Berlet Gregory C, Penner Murray J, Lancianese Sarah, Stemniski Paul M, Obert Richard M
Orthopedic Foot & Ankle Center, Westerville, OH, USA
Department of Orthopaedics, University of British Columbia, Vancouver, BC, Canada.
Foot Ankle Int. 2014 Jul;35(7):665-76. doi: 10.1177/1071100714531232. Epub 2014 Apr 9.
Preoperative navigation has provided many potential benefits for total knee arthroplasty, including patient-specific alignment, repeatable implant placement, and decreased operative time. For the first time, this technology was applied to total ankle arthroplasty (TAA). This study evaluated repeatability of tibia and talus patient-specific guide placement and deviation between the preoperative plan and actual implant placement.
Routine ankle CT scans were acquired of 15 cadaveric lower extremity limbs, converted into 3D solid models, and imported into a computer-assisted design assembly. Anatomic landmarks defining tibia/talus alignment were established and used to perform a virtual TAA. Commercially available implant components were placed to mimic traditional cases. An operative guide referencing the cadaver-specific anatomy was engineered to define the resection planes necessary to re-create virtual placement of traditional tibia and talus implants in the postoperative position. Board-certified TAA orthopaedic surgeons with no prior preoperative navigation experience placed the operative guides onto the bones based on tactile and visual feedback. Guide placement was repeated 4 times to determine variability. Final implant position was recorded with an infrared probe, confirmed with CT scans, and compared to the preoperative plan. Average deviations between planned and actual guide placement were determined for all rotational and translational degrees of freedom (DOF). In addition, implant component location was measured radiographically.
Intraobserver tibia and talus guide variation between all trials was 0.26 ± 0.18 degrees and 0.36 ± 0.25 degrees in flexion/extension, 0.61 ± 0.58 and 0.53 ± 0.53 in varus/valgus, and 0.79 ± 0.38 degrees and 1.15 ± 0.77 degrees in internal/external rotation, respectively. Average variation between preoperative and postoperative implant placement was less than 2 degrees and 1.4 mm in all specimens tested.
Preliminary data suggest that preoperative navigation and custom operative guides result in reliable and reproducible placement of TAA implants and patient-specific ankle alignment. Deviation of final implant placement from the preoperative plan was less than 2 degrees in all angular DOF, providing greater accuracy than the ±3 degrees determined in other implant system studies using traditional instrumentation and computer navigation.

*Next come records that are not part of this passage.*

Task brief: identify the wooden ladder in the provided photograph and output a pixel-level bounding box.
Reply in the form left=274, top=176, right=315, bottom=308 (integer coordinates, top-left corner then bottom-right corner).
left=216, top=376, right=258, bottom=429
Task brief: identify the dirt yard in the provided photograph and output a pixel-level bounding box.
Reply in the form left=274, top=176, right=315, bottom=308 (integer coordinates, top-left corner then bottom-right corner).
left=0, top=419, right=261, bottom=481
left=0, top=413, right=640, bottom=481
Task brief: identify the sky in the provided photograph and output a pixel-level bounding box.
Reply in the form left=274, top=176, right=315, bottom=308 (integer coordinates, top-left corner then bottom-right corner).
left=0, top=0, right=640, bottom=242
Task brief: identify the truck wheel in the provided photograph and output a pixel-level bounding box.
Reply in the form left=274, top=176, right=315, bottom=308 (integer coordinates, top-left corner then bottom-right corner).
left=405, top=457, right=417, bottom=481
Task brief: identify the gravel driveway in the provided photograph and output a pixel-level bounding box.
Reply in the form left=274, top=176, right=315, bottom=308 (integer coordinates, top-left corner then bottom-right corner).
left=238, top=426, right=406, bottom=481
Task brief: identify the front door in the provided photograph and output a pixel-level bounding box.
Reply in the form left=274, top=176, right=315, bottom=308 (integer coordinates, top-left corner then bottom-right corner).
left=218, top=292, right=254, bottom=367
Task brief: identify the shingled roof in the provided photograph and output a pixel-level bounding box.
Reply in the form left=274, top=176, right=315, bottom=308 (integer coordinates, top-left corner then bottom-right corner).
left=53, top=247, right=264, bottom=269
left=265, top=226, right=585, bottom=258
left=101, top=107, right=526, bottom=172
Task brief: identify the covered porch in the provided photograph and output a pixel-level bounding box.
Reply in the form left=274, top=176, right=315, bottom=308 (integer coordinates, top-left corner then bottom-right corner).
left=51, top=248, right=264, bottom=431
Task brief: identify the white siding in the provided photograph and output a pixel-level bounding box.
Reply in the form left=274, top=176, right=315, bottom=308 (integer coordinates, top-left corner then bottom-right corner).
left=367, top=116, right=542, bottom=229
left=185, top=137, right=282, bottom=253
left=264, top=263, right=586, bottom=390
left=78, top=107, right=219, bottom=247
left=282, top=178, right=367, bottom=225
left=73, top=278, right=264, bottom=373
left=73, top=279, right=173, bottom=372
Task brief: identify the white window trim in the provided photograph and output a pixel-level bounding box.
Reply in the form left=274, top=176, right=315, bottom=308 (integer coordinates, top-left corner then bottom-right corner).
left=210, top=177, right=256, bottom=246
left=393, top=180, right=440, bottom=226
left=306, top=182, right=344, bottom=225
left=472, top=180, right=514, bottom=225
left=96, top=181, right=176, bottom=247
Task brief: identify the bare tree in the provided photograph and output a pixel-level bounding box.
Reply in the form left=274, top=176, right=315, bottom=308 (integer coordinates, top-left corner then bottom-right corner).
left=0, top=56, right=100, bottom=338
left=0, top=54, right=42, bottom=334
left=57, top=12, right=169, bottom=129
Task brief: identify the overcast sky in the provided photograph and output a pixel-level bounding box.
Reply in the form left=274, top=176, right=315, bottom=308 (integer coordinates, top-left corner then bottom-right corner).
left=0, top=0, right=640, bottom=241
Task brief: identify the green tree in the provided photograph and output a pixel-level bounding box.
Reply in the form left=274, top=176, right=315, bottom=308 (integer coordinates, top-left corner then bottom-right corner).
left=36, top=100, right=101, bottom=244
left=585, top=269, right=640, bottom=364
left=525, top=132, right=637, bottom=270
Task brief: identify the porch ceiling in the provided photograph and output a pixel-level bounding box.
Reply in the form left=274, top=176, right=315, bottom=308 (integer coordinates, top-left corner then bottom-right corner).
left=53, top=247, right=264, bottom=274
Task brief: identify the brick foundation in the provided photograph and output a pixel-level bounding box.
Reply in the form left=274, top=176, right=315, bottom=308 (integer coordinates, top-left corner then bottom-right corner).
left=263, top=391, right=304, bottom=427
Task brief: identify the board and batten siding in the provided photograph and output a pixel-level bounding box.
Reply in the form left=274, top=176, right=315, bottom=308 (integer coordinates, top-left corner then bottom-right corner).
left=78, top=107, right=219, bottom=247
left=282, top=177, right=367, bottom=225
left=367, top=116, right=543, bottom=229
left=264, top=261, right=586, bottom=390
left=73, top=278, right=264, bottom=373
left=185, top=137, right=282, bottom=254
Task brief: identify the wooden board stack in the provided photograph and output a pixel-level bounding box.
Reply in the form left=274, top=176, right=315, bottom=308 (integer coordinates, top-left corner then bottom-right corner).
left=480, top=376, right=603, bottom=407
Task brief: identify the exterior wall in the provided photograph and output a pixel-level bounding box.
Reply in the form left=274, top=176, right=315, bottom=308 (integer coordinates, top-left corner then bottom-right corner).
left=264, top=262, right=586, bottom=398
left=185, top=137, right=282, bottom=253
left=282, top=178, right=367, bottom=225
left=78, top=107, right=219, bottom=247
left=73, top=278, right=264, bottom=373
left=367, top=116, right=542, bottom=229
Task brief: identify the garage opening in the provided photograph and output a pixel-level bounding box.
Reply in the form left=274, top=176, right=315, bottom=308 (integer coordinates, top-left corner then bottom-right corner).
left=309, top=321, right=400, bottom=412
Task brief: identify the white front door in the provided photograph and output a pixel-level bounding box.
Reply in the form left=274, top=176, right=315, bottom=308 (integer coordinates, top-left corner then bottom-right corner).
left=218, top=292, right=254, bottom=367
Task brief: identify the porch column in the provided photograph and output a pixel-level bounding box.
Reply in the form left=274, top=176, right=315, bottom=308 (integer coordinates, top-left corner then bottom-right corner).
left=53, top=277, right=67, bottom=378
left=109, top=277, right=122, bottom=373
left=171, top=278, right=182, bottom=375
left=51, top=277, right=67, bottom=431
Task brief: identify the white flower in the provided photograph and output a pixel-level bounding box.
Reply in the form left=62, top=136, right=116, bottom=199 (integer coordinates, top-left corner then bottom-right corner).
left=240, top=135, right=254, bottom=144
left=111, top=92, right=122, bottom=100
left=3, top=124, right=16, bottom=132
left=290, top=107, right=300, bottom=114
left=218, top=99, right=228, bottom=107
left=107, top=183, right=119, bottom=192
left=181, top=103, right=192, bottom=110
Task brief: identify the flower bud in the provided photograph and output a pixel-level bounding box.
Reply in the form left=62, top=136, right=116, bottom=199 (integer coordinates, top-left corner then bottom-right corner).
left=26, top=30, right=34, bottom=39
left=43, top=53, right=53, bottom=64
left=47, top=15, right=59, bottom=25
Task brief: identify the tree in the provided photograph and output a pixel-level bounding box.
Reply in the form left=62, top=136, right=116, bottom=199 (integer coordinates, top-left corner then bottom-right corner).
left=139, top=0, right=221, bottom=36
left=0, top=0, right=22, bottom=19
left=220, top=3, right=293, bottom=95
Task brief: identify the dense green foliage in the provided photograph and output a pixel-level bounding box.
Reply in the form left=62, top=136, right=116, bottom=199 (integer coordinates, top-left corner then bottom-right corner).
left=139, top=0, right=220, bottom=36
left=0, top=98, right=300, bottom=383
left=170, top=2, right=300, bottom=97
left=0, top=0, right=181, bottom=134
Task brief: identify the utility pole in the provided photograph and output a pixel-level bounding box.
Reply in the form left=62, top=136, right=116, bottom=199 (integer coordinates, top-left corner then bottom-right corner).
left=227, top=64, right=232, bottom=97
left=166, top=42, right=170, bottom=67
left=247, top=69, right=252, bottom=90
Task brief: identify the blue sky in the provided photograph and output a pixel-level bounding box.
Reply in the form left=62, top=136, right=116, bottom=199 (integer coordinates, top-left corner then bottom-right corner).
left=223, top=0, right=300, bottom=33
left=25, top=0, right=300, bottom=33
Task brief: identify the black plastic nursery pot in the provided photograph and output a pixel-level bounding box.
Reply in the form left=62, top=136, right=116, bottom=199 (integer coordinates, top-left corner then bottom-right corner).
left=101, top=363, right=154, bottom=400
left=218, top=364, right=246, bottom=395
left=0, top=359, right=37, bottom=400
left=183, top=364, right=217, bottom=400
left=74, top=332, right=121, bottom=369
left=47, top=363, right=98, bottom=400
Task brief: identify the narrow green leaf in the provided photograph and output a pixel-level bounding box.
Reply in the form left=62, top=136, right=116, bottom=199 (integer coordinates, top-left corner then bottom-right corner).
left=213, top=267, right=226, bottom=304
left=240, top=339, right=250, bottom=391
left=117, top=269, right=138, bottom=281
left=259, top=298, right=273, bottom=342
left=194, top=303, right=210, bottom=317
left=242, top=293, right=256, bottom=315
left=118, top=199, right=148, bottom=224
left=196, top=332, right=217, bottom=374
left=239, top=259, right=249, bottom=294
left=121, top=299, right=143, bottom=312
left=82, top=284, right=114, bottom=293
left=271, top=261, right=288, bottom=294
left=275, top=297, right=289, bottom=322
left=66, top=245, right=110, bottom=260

We have further demonstrated that final implant position is successfully guided by these patient-specific guides, with reproducibility of tibial component placement falling within 2 degrees of the intended target. This level of reproducibility suggests a promise for this technology, and it is hoped this level of accuracy will become the benchmark for the next generation of total ankle arthroplasty.
术前导航为全膝关节置换术带来了诸多潜在益处,包括个性化的对线、可重复的植入物放置以及缩短手术时间。该技术首次应用于全踝关节置换术(TAA)。本研究评估了胫骨和距骨个性化导板放置的可重复性以及术前计划与实际植入物放置之间的偏差。
对15具尸体下肢进行常规踝关节CT扫描,转换为3D实体模型,并导入计算机辅助设计组件中。确定定义胫骨/距骨对线的解剖标志,并用于进行虚拟TAA。放置市售的植入物组件以模拟传统病例。设计一种参考尸体特定解剖结构的手术导板,以确定将传统胫骨和距骨植入物在术后位置重新创建虚拟放置所需的切除平面。没有术前导航经验的经委员会认证的TAA骨科医生根据触觉和视觉反馈将手术导板放置在骨头上。导板放置重复4次以确定变异性。用红外探头记录最终植入物位置,通过CT扫描确认,并与术前计划进行比较。确定所有旋转和平移自由度(DOF)下计划和实际导板放置之间的平均偏差。此外,通过影像学测量植入物组件的位置。
所有试验中观察者内胫骨和距骨导板在屈伸方向的变异分别为0.26±0.18度和0.36±0.25度,内翻/外翻方向分别为0.61±0.58和0.53±0.53,内旋/外旋方向分别为0.79±0.38度和1.15±0.77度。在所有测试标本中,术前和术后植入物放置之间的平均变异小于2度和1.4毫米。
初步数据表明,术前导航和定制手术导板可实现TAA植入物的可靠且可重复放置以及个性化的踝关节对线。最终植入物放置与术前计划的偏差在所有角度自由度下均小于2度,比使用传统器械和计算机导航的其他植入系统研究中确定的±3度具有更高的准确性。
我们进一步证明,这些个性化导板成功地引导了最终植入物位置,胫骨组件放置的可重复性落在预期目标的2度范围内。这种可重复性水平表明该技术具有前景,希望这种准确性水平将成为下一代全踝关节置换术的基准。